Vrijdag ontving hij een eredoctoraat aan de TU. Ir. Gerrit Blom (59), directeur-generaal van Rijkswaterstaat, blijft er nuchter onder. ,,Het tweehonderdjarig bestaan van Rijkswaterstaat speelt ook een belangrijke rol bij mijn voordracht.’

Verkeer en water

,,Lobbyen? Zo zou ik het niet willen noemen. Ik probeer mijn adviezen niet bij de minister door de strot te duwen.” De kersverse eredoctor protesteert tegen deze omschrijving van zijn functie. ,,Als directeur-generaal van Rijkswaterstaat heb ik twee hoofdtaken: het adviseren van de minister van Verkeer en Waterstaat en het managen van een groot apparaat. Zo heb ik bij de overstromingen in Limburg, enkele jaren geleden, de minister moeten bijstaan bij het treffen van maatregelen. In een rubber pak tot aan mijn oksels liep ik in het water, ook bij mensen thuis waar het parket door de kamer dreef. Rijkswaterstaat adviseert de minister over de mogelijkheden die er zijn en meldt wat volgens ons de beste oplossing is. Deskundigheid is daarbij onmisbaar. Dat is geen lobbyen.”

Vijfentwintig jaar geleden begon Blom bij Rijkswaterstaat. ,,Ik heb aanbiedingen gehad van andere werkgevers, maar ik ben tevreden hier. Het werkterrein is zo breed en veelzijdig. Je bent bezig met vitale functies in de samenleving, zoals de beveiliging van het land tegen water: een van de belangrijkste voorwaarden voor leven in Nederland.
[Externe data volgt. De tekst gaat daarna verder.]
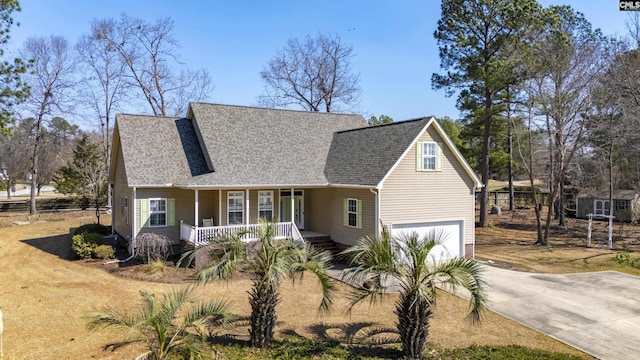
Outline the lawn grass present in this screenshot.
[216,336,581,360]
[0,211,589,360]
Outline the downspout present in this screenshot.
[291,188,300,225]
[109,184,116,235]
[105,186,138,264]
[244,188,251,225]
[369,189,380,236]
[193,189,200,226]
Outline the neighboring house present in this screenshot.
[576,190,640,221]
[109,103,481,257]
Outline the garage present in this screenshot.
[391,221,464,261]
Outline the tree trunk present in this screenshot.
[556,181,565,227]
[507,106,516,211]
[395,292,433,359]
[249,279,280,348]
[479,90,492,227]
[29,145,40,215]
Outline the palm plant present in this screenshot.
[87,287,232,360]
[342,227,486,359]
[183,221,335,348]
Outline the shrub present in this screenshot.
[71,233,104,259]
[146,259,167,275]
[133,233,171,263]
[73,224,109,235]
[93,245,116,260]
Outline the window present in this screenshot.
[149,199,167,227]
[343,199,362,228]
[258,191,273,221]
[416,141,442,171]
[616,200,629,211]
[227,191,244,225]
[422,142,436,170]
[593,200,610,216]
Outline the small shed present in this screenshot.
[576,190,640,221]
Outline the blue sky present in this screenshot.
[9,0,627,120]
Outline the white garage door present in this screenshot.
[391,221,464,261]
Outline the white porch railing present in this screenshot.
[180,221,304,246]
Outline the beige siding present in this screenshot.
[305,188,376,245]
[380,127,475,256]
[304,188,332,235]
[112,143,133,239]
[136,188,195,243]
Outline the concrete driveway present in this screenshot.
[484,266,640,360]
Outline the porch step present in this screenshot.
[306,236,344,261]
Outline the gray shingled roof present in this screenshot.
[116,114,208,186]
[179,103,366,187]
[325,118,430,186]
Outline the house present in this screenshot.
[576,190,640,221]
[109,103,481,258]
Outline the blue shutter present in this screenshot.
[167,199,176,226]
[342,199,349,226]
[416,141,422,171]
[136,199,149,228]
[436,143,443,171]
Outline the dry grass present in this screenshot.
[0,212,582,359]
[476,209,640,275]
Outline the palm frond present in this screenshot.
[422,258,487,324]
[191,232,247,283]
[300,246,337,312]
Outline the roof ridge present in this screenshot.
[116,113,179,119]
[336,116,433,134]
[190,101,362,116]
De waterhuishouding en de vervoersinfrastructuur zijn heel tastbare zaken; ik kan aan mijn kinderen laten zien waar ik mee bezig ben.”
Kortzichtig

Het meest gefascineerd is waterbouwkundig ingenieur Blom door het beheer van de rivieren. ,,Met name datgene waar we nu aan werken: in samenwerking met de bovenstroomse landen willen we de overstromingskansen beperken door het beïnvloeden van de waterafvoer, in plaats van door nog een dijkverhoging. Dit kan bijvoorbeeld door extra rivierbekkens aan te leggen waar water kan worden opgeslagen, of door het bergend vermogen van de rivier te vergroten door plaatselijke verbreding of verdieping.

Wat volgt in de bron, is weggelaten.